Below is a guest post by Walker Sampson, the Digital Archivist at the University of Colorado Boulder. Walker describes the disk imaging workflow he presented at the first ever BitCurator User Forum held January 9th, 2015.
It was a real pleasure discussing workflows with fellow practitioners at the BitCurator Users Forum this year. Many thanks to Matt Farrell at Duke and Kari Smith at MIT for presenting with me, and to Farrell again for putting together and directing our panel.
I have pictured above a synopsis of my disk imaging workflow, which relies strongly on student help. Students take floppy disks from initial photography to imaging, mount testing, documentation of the results, and rehousing.
The disk is photographed to record the labeling information, which can be quite extensive (one collection of media art contains many disks with a printout of the disk’s file listing, along with the official label of the artists’ studio). A photograph also provides a visual reference for the future should we try to relocate the original media.
Students are trained to connect the KryoFlux floppy disk controller and a vintage disk drive to the host machine, which runs a copy of BitCurator. They are also trained on the KryoFlux GUI, and use this software for most of the disk imaging. While we have the FC5025 controller and software, KryoFlux is the device of choice given its greater versatility and ability to record flux timings for each track of the floppy disk. Within the KryoFlux GUI, students set the encoding formats to MFM (modified frequency modulation, a common coding for many IBM PC formatted disks) and the preservation stream by default, as this produces an accurate image for most disks. In the case that it does not, students are trained to run other disk encodings against the preservation stream files to attempt a positive disk image that can be mounted. In most cases, the disk turns out to be in a less common Apple or Commodore format.
The resulting log file, preservation tracks, image file, and disk photograph are saved in a folder. The student then runs a mount test through BitCurator’s mounting script. The results of the student’s disk imaging run are recorded in a row in a collection spreadsheet, which denotes the disk image name, date, their name, the disk drive used (we have different drives in use), the disk imaging device used, any bad sectors found, whether the disk mounts, and if there is a photograph accompanying the disk. The student than rehouses the disk in a Hollinger box. Disk collections which contain office documents and correspondence are candidates for floppy disk deaccessioning; collections for which the floppies are integral to the content and process of the donator, such as the media art collection mentioned above, are not.

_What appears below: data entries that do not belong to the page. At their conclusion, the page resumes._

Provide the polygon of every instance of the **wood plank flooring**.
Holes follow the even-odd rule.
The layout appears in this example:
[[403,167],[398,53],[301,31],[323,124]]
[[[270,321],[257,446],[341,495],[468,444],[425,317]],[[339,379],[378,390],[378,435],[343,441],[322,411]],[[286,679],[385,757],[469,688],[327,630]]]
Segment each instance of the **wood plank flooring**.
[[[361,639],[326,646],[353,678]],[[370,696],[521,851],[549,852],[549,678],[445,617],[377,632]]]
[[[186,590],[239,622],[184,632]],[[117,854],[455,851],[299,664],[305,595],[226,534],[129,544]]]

I check the students’ work at the end of the week. If disks have bad sectors or do not mount I investigate those disk images and attempt new reads if necessary. Besides the local backup, I run BagIt on the cumulative work of the student every week and upload that bag to our servers, which run their own backup routine. When the collection is complete, I do the same for the entire collection and remove the in-progress bags.
This workflow emphasizes the capture of disk images foremost. Analysis and description of the disk content is provided intermittently by myself, and batch runs of bulk_extractor and fiwalk on the disk images will be performed at a later time. Import into a formal digital archive software will occur down the road as well – a work in progress for us presently. I hope this workflow can help others who may not have a repository in place, but nevertheless need to rescue content from legacy media in a manner that will allow more refined processing in the future.